"Hé oui, le voilà enfin ! Celui que vous attendez tous, celui qui tient l'avenir de... eh bien, son propre avenir -et encore, c'est déjà pas mal !- entre ses mains, le petit, mais néanmoins talentueux...!"
(roulements de tambours)
"Le brillant, le fameux, l'unique !... Mécuyer de toute la fédération ! J'ai nommé le remarquable... Hubert Flotaillion !!!"
Un tonnerre d'applaudissement secoua les gradins du Colisée, ébranlant jusqu'à ses fondations toute la colonie martienne de Purtz, se répercutant en échos grondants sur les flancs du grandiose mont Olympus.
Hubert Flotaillion entra sur la piste du Colisée en marchant la tête baissée, regardant précautionneusement où il mettait les pieds. Oh, ce n'était pas qu'il avait peur de trébucher sur quelque-chose ! Le travail du personnel d'entretien lui donnait entière satisfaction. C'est juste qu'il était un peu timide. Or des milliers de personnes étaient actuellement en train de le regarder parcourir la piste du grand Colisée, ce qui avait de quoi rendre nerveux n'importe qui d'un peu timide.
Arrivé devant l'estrade de la princesse Tristonia, il releva bravement la tête pour affronter la cohorte de journalistes qui n'avait pas manqué de s'y positionner. Des flashs l'aveuglèrent instantanément. Soudain, alors qu'il recouvrait la vue, Tristonia, vingt-septième du nom, princesse régente des colonies unifiées du bassin olympien, fut devant lui. Comme il n'était pas très grand, elle le dominait de toute sa taille (un mètre soixante-dix contre un mètre dix) -il faut dire aussi qu'elle était juchée sur son estrade. La princesse s'agenouilla et lui tendit la main en souriant. Elle était ravissante avec ses longs cheveux blonds éclatants tombant en cascade autour de son visage d'ange aux yeux cuivrés. Sur la pointe des pieds, les yeux humides d'émotion, ce fut un mécuyer rouge pivoine qui lui tint délicatement la main, sous un feu nourri d'applaudissements et de flashs photographiques.
Il y eut ensuite beaucoup d'émouvants discours de respectables inconnus, puis ce fut le moment du grand départ. Après un signe de la main à la foule et un regard ému lancé à la princesse, Hubert Flotaillion grimpa dans son vaisseau, verrouilla toutes les écoutilles et se prépara au décollage.
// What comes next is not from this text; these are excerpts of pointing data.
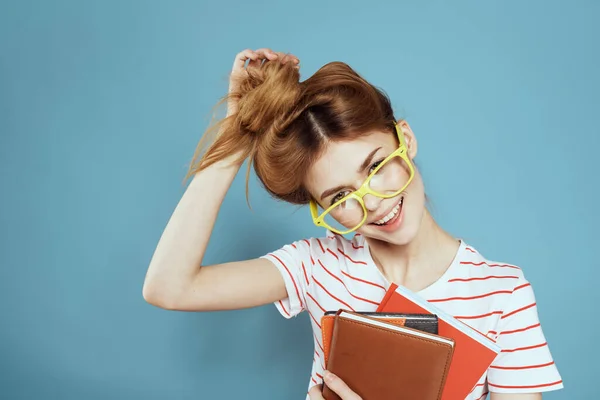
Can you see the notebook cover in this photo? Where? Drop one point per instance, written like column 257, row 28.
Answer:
column 473, row 352
column 422, row 322
column 379, row 363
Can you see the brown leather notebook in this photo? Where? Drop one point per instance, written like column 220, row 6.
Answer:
column 382, row 361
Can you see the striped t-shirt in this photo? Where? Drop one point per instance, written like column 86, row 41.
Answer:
column 323, row 274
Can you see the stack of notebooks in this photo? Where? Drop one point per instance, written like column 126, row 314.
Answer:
column 407, row 349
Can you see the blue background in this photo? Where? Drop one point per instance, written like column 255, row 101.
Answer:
column 102, row 104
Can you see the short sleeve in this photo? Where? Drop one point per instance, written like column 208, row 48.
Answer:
column 293, row 262
column 525, row 364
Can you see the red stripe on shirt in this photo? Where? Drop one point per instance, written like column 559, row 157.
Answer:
column 318, row 343
column 320, row 244
column 292, row 278
column 471, row 297
column 483, row 279
column 333, row 254
column 476, row 386
column 305, row 276
column 479, row 316
column 526, row 387
column 329, row 293
column 314, row 319
column 482, row 396
column 524, row 367
column 537, row 346
column 521, row 287
column 362, row 280
column 518, row 311
column 348, row 290
column 283, row 308
column 348, row 257
column 489, row 265
column 316, row 302
column 519, row 330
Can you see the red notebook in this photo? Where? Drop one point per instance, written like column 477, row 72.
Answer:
column 473, row 352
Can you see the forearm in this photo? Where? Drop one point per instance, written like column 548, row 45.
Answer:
column 181, row 248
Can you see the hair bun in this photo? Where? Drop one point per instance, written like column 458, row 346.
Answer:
column 266, row 97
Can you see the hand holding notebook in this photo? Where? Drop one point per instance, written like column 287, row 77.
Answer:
column 379, row 360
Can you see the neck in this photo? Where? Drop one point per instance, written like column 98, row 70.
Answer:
column 420, row 262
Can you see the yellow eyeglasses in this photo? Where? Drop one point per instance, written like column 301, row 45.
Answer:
column 387, row 180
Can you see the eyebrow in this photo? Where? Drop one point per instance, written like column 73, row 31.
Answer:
column 362, row 167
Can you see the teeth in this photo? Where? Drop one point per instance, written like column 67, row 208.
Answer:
column 391, row 215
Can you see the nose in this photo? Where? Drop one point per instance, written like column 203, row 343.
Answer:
column 372, row 202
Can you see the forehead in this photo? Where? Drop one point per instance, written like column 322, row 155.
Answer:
column 340, row 160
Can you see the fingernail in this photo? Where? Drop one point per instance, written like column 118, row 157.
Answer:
column 328, row 376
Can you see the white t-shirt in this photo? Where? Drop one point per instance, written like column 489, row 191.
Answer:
column 323, row 274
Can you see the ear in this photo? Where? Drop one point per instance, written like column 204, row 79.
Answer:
column 409, row 138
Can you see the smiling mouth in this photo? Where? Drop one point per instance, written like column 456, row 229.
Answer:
column 391, row 216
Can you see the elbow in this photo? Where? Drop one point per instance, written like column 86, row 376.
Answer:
column 157, row 297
La raison pour laquelle le départ d'Hubert Flotaillion fut tant célébré par le petit peuple était son métier. Effectivement, il s'était (après être passé par toutes les procédures administratives appropriées) déclaré "mécuyer". Son nouveau concept de mécuyer était limpide : à la manière des écuyers des temps précoloniaux, il allait bichonner une entité supérieure dans le but de s'élever à son niveau. Briante idée, n'est-il pas ? De plus, c'était un apprentissage qu'il pourrait, une fois adoubé, reproduire avec d'autres membres de la communauté, et ainsi faire progresser sa chère patrie au niveau de "nation supérieure" -sans qu'il n'y ait aucune connotation antisémite dans son action, entendons-nous bien.
Dans tout le cosmos, la seule race reconnue officiellement (et officieusement aussi d'ailleurs) comme supérieure était celle des mécadruides. Les mécadruides possédaient autrefois un corps organique, mais après avoir élevé leur conscience au niveau Supérieur, ils décidèrent d'adopter des corps entièrement mécanisées. La source de leur énergie devint la magie. Du moins les humains l'appellent ils ainsi, car le terme original, "xströnrchk", est intraduisible.
Hubert Flotaillion a donc décidé de devenir mécuyer auprès d'un noble mécadruide pour étudier, à la manière d'un apprenti mécanicien attentionné, les choses de la vie. Son objectif est de saisir le déclic qui lui permettrait d'élever sa nation et sa race à l'ordre du Supérieur.
C'est ainsi que, encouragé unanimement par ses concitoyens, Hubert Flotaillion pris son envol pour l'espace intersidéral, et pour son incroyable destin.